Kernbankensysteme: Herausforderungen beim Wechsel – Avaloq Co-CEO Dr. Thomas Beck im Interview
Welche Schlüsselaspekte und Herausforderungen fordern bei der Migration von Kernbanksystemen heraus. Im IT Finanzmagazin-Interview beleuchtet Dr. Thomas Beck, Co-CEO von Avaloq, die Bedeutung von Flexibilität, Skalierbarkeit und Sicherheit in der heutigen dynamischen Finanzwelt und erklärt, wie Banken sich strategisch und technologisch für die Zukunft rüsten können.
Herr Dr. Beck, was ist für Sie – mit Blick auf Zukunftssicherheit – der wichtigste Aspekt bei Kernbanksystemen?

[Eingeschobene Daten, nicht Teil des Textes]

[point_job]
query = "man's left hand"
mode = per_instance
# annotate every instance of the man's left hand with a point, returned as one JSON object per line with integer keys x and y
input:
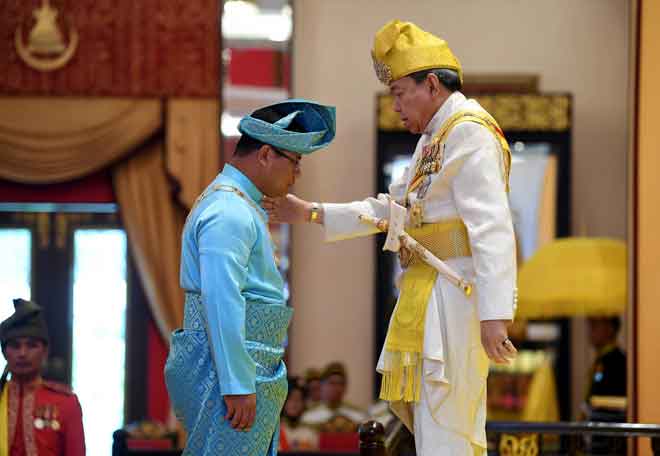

Die Frage aller Fragen, die sich eine Bank stellen muss, lautet: „Was ist mein Erfolgsmodell für die Zukunft beziehungsweise wie will ich in zwei Jahren meinen Alltag gestalten?“ Es gibt Banken, die ein sehr einfaches Geschäftsmodell haben, das keine besonderen Anforderungen an ihre Kernbankensysteme stellen. Deswegen können sich diese Institute für eine vorkonfigurierte Standardlösung entscheiden. Anders sieht dies beispielsweise bei einer Privatbank aus, die flexibel in ihrer Produktpalette sein will, die über Ländergrenzen hinweg beraten muss und die sich bemüht, durch Innovationen ihren zukünftigen Kundenkreis zu halten.Privatbanken haben in der Regel auch einen Schwerpunkt im Bereich der Vermögensbildung und damit im Wertpapiergeschäft, was eine spezialisierte Plattform erfordert. Wenn wir darüber hinausgehen und von einer Universalbank sprechen, dann reden wir allerdings über alle denkbaren Bankprodukte, die dann eventuell auch noch besondere Spezialthemen abdecken müssen.
Solche Anforderungen können keine Kernbankensysteme der Welt aus seinem existierenden Standard heraus bedienen. Dies bedeutet: technische und fachliche Flexibilität, Skalierbarkeit und regulatorische Sicherheit auf Basis eines wachsenden Marktstandards.”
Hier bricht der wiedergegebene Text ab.